Hawaii Elephants’ Trumpet Time
The last time Hawaii’s Republicans made news in an election year was in 1988, when at their precinct meetings the Rev. Pat Robertson defeated Vice President George H.W. Bush in a nonbinding straw poll. The religious right had turned out across the state, and Robertson won a week or so of bragging rights.
Last week Island Republicans showed up at polling places in each of the 51 state House districts plus Molokai, Lanai and Hana. There they showed a photo ID, filled out a Republican party card and cast their ballots for Newt Gingrich, Ron Paul, Mitt Romney or Rick Santorum. Fourteen of Hawaii’s 17 delegates to the Republican National Convention in Tampa will be allocated according to the votes they received at the Hawaii caucuses.
As I write, I don’t know who won Tuesday’s balloting across the state. What I do know is that allowing the presidential preferences of Hawaii’s Republicans to become sitting, voting delegates at the national convention was a good idea.
First, it provides an incentive a rallying point, if you will for Republicans to come out and be counted. Nothing’s more important in an election year for any political party or movement.

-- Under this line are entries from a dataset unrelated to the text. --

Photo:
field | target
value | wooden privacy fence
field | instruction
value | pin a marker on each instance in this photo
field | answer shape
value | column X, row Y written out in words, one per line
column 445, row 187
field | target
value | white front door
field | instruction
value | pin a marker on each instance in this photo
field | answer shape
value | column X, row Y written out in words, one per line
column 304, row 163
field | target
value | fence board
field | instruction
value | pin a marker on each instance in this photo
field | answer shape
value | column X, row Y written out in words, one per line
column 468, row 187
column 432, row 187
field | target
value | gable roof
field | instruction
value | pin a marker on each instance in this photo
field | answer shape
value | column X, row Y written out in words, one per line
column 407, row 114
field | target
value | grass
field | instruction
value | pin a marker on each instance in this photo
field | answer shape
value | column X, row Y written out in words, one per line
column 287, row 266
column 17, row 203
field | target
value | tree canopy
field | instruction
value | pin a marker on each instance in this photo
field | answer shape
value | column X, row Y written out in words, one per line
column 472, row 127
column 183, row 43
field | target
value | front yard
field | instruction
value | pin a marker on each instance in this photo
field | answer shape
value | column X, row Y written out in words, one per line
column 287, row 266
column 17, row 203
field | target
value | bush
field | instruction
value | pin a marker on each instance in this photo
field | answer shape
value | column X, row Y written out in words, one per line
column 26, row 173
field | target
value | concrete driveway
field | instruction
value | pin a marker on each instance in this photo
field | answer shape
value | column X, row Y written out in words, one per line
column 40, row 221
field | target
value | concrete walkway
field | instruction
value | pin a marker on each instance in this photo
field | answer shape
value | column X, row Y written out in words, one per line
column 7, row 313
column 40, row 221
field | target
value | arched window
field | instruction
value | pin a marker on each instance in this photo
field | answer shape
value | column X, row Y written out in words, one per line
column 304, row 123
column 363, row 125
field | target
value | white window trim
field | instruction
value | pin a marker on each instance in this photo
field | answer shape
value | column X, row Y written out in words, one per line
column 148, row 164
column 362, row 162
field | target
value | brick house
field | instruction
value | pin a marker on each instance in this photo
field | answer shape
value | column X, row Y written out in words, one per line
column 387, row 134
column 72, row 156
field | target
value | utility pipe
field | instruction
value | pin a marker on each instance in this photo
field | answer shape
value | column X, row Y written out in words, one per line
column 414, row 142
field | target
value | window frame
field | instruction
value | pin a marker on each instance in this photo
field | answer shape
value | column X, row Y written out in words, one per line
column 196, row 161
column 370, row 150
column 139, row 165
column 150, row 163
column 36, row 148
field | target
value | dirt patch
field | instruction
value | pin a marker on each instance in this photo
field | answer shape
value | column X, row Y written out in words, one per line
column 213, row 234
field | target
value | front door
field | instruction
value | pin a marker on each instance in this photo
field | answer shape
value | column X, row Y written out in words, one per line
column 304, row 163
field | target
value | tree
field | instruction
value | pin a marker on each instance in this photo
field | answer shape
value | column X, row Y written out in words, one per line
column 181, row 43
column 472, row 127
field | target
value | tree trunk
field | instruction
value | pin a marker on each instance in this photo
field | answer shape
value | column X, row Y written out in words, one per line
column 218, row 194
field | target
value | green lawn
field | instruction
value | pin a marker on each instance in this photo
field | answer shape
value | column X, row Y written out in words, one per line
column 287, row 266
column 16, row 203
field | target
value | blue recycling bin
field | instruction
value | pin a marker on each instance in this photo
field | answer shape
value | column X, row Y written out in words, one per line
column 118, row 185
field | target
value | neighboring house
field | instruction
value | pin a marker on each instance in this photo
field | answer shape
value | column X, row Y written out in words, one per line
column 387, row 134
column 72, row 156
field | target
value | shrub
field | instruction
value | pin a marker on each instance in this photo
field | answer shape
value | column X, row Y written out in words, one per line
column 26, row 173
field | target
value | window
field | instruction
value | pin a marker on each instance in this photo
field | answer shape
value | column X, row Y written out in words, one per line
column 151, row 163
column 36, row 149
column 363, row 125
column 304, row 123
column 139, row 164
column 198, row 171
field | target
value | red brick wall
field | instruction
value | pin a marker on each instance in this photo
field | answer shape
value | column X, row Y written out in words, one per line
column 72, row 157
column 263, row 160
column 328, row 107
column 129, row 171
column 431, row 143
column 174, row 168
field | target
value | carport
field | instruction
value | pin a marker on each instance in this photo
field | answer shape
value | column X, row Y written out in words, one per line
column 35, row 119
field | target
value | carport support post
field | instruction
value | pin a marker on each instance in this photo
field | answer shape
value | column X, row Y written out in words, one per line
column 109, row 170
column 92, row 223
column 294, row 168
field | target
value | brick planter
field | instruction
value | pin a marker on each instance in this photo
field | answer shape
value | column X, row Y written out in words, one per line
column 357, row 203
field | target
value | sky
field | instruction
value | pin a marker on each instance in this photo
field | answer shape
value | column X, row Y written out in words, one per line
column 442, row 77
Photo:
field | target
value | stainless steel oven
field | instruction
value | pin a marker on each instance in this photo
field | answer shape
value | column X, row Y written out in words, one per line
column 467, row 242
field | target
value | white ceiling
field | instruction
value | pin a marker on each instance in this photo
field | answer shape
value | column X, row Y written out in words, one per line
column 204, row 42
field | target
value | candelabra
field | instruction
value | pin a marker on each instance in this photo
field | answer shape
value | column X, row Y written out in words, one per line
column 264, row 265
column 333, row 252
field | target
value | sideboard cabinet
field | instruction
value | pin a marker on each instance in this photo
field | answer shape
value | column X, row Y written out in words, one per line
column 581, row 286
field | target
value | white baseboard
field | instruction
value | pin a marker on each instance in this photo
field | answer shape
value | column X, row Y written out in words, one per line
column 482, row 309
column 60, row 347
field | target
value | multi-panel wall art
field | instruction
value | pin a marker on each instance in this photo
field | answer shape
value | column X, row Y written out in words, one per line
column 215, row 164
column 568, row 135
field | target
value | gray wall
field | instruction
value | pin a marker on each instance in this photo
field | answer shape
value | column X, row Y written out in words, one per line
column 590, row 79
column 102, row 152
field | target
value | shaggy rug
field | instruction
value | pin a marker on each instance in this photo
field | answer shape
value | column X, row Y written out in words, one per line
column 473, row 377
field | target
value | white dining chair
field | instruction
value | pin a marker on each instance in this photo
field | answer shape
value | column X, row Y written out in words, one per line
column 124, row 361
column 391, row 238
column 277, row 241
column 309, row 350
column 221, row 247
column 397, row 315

The turnout at the Hawaii Democratic caucuses in 2008 prove the point. Thousands swamped the precinct meetings to vote for either favorite son Barack Obama or Hillary Clinton. Obama won, and in the fall Hawaii gave Obama 74 percent of its total vote, the highest of any state in the nation.
Republicans did not have a favorite son on Tuesday’s ballot, but they had four men whom they had heard debate, seen interviewed and watched campaign across the country men they knew and about whom they had probably formed an opinion. Casting a ballot for one of them in caucus invests that person in the later campaign against Obama.
Second, getting people to sign those Republican party cards is vital to U.S. Senate candidate Linda Lingle, U.S. House candidate Charles Djou and Republican legislative candidates across the state. And, whatever happens to GOP candidates in 2012, those signatures are crucial to rebuilding the state’s Republican Party.
For rebuild it must.
Currently Republicans fill only eight of 51 seats in the state House, one of 25 in the state Senate. In 2010, a big Republican year nationally, the party lost Hawaii’s governorship and one of the state’s two congressional seats. And, sadly, with the exception of Lingle’s two terms as governor, those low legislative numbers have reflected the Hawaii GOP’s weakness for at least the past quarter century.
Third, Republican delegates allocated by this week’s Hawaii votes may really count in the heat of Tampa’s August convention. I mean really.
Late on last week’s Super Tuesday election night, CNN’s John King speculated on what might happen after all the votes were counted. Romney had already won Idaho, Vermont and Virginia; Santorum North Dakota, Oklahoma and Tennessee; Gingrich Georgia.
King gave Ohio (correctly, it turned out) to Romney, then ran the rest of his smart board. The Southern states, he posited, would go to Santorum or Gingrich, and almost all the future states, as Hawaii did Tuesday, would allocate delegates in proportion to the votes they received in primary or caucus.
King foresaw a distinct possibility that Romney would arrive at Tampa without a sufficient number of delegates to win the nomination.
The results of the Hawaii Republican caucuses will be heard faintly in Mainland media centers, but they may well gain resonance come August in Florida.